Ia menjadi presiden di saat perekonomian Indonesia tak dalam kondisi baik. Pada 1967, ia mengeluarkan Undang-undang (UU) Nomor 1 Tahun 1967, tentang Penanaman Modal Asing. UU ini membuka lebar pintu bagi investor asing untuk menanam modal di Indonesia. Tahun berikutnya, Soeharto membuat Rencana Pembangunan Lima Tahun (Repelita) yang mendorong swasembada.
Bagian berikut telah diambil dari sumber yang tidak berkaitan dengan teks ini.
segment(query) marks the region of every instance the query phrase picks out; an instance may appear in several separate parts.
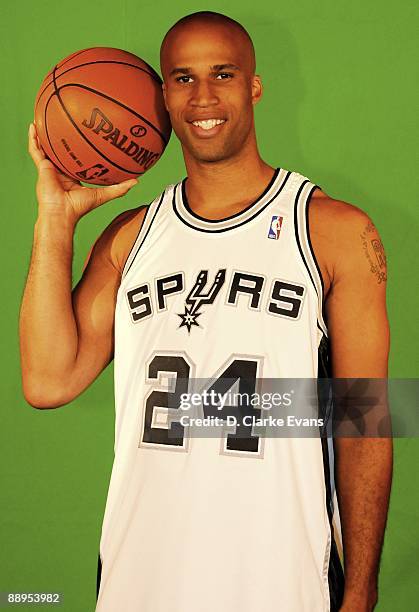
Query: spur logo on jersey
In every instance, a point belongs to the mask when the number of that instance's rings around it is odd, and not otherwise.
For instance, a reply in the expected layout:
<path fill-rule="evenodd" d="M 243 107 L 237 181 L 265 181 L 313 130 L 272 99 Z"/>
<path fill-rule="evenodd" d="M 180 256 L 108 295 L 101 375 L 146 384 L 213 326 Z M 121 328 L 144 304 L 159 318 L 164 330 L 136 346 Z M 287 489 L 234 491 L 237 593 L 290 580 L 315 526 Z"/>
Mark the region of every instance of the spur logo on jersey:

Program ini mendongkrak pertumbuhan ekonomi Indonesia hingga tembus 10,92 persen pada 1970. Ekonom Lana Soelistianingsih menyebut, iklim ekonomi Indonesia pada saat itu lebih terarah, dengan sasaran memajukan pertanian dan industri. Hal ini membuat ekonomi Indonesia tumbuh drastis. Setelah itu, di tahun-tahun berikutnya, hingga sekitar tahun 1997, pertumbuhan ekonomi Indonesia cenderung tinggi dan terjaga di kisaran 6-7 persen. Namun, selama Soeharto memerintah, kegiatan ekonomi terpusat pada pemerintahan dan dikuasai kroni-kroni presiden. Kondisinya keropos. Pelaku ekonomi tak menyebar seperti saat ini, dengan 70 persen perekonomian dikuasai pemerintah. Begitu dunia mengalami gejolak pada 1998, struktur ekonomi Indonesia yang keropos itu tak bisa menopang perekonomian nasional. "Ketika krisis, pemerintah kehilangan pijakan, ya bubarlah perekonomian Indonesia karena sangat bergantung pada pemerintah," kata Lana. Posisi Bank Indonesia (BI) pada era Soeharto juga tak independen. BI hanya alat penutup defisit pemerintah. Begitu BI tak bisa membendung gejolak moneter, maka terjadi krisis dan inflasi tinggi hingga 80 persen. Pada 1998, negara bilateral pun menarik diri untuk membantu ekonomi Indonesia, yaitu saat krisis sudah tak terhindarkan. Pertumbuhan ekonomi pun merosot menjadi minus 13,13 persen. Pada tahun itu, Indonesia menandatangani kesepakatan dengan Badan Moneter Internasional (IMF). Gelontoran utang dari lembaga ini mensyaratkan sejumlah perubahan kebijakan ekonomi di segala lini.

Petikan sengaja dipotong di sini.